Nelson, who was working as a volunteer at a Red Cross refugee camp in Kenya, was staying in the home of Kenyan pastor named Daniel Muyelele Makecho. When her refugee camp became too dangerous for her to work in, Nelson accompanied Makecho to his church, which he built with his own money in a neighboring village called Chebukwa. It was there that Nelson said she was inspired to do something for the people of Kenya.
“I just felt that if people in the United States knew what was going on, they’d want to help,” she said.
Nelson began planning with Makecho and when she returned to the United States in August of 2007, she co-founded a nonprofit called the Nafula Foundation from her parents’ home in Tangletown. The Nafula Foundation will be moving to an office in Loring Park this summer.
The foundation raises money through events and donations and uses the funds to provide education about HIV/AIDS, access to doctors and schools, and, recently, a pair of dairy cows for the village.
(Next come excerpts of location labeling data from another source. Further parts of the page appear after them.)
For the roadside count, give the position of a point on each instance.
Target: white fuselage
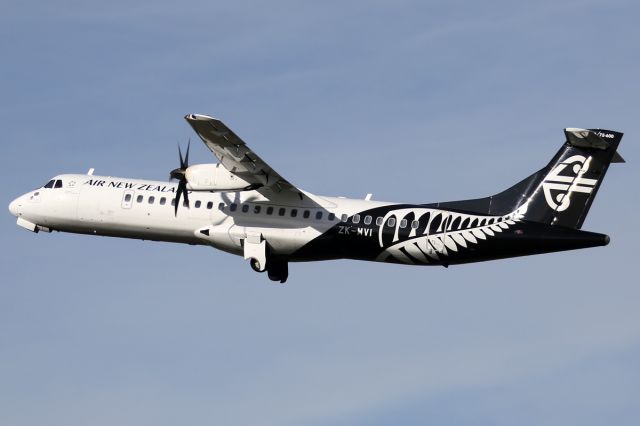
(142, 209)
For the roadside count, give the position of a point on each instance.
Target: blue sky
(412, 101)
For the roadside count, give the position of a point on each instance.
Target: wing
(239, 159)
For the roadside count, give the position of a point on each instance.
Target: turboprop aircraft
(243, 206)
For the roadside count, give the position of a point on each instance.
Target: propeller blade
(186, 157)
(180, 175)
(178, 193)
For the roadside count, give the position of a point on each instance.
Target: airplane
(243, 206)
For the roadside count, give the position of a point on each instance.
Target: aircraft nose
(14, 207)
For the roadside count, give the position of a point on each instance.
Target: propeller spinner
(180, 175)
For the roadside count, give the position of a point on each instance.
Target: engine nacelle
(214, 177)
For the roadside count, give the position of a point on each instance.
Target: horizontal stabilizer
(617, 158)
(582, 138)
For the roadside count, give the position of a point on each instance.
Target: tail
(562, 192)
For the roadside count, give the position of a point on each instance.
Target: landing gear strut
(260, 258)
(278, 270)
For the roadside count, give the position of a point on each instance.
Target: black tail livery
(562, 192)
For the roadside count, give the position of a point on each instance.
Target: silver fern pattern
(439, 233)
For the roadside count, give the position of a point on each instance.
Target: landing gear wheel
(255, 265)
(278, 270)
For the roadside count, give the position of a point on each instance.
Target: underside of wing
(239, 159)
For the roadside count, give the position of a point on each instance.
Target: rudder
(563, 192)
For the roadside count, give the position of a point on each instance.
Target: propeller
(180, 175)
“Most of the kids had never had fresh milk, ever, and that can cause major health problems,” Nelson said. The two cows, which were purchased on Nelson’s second trip to Kenya in June of 2008, both recently gave birth.
Recently, Nelson said hard times in Kenya and the current U.S. economy has caused a serious lack in funds.
“It’s hard to ask for donations when people can’t even pay their rent,” Nelson said. “But the economy is affecting Kenya even more.”
In order to offset the need, the Nafula foundation is hosting the Harambee Ride, a cross-country bicycling event. Harambee, which literally means “all pull together” in Swahili, is the official motto of Kenya.
Ryan Morgan, a civil engineer, his sister Rachel, who recently served in the Peace Corps, their father and a friend will bike from San Diego, Calif., to Fort Lauderdale, Fla., in April. They will be stopping along the way to volunteer at organizations like Habitat for Humanity, and Ryan will be donating his hair to Locks of Love.
The event will mainly be raising money for a rainwater harvesting system in Chebukwa, which costs about $7,000. Sending Morgan over to install the system will cost an additional $2,500.
Nelson said the event is about raising awareness as well as money. She said the foundation is hoping to organize a way for people to donate by the mile for the 3,110-mile trip and is also taking general donations.
During the trip, the bikers will be keeping a video diary of their thoughts and volunteer experiences, which will be posted on the Nafula Foundation’s website along with a map of the journey.
“Everyone’s so excited in Kenya, and we just want to show people what’s going on there,” Nelson said. “Times are tough, but when we remember how much change can happen with just a little money, hopefully people will find a way to donate.”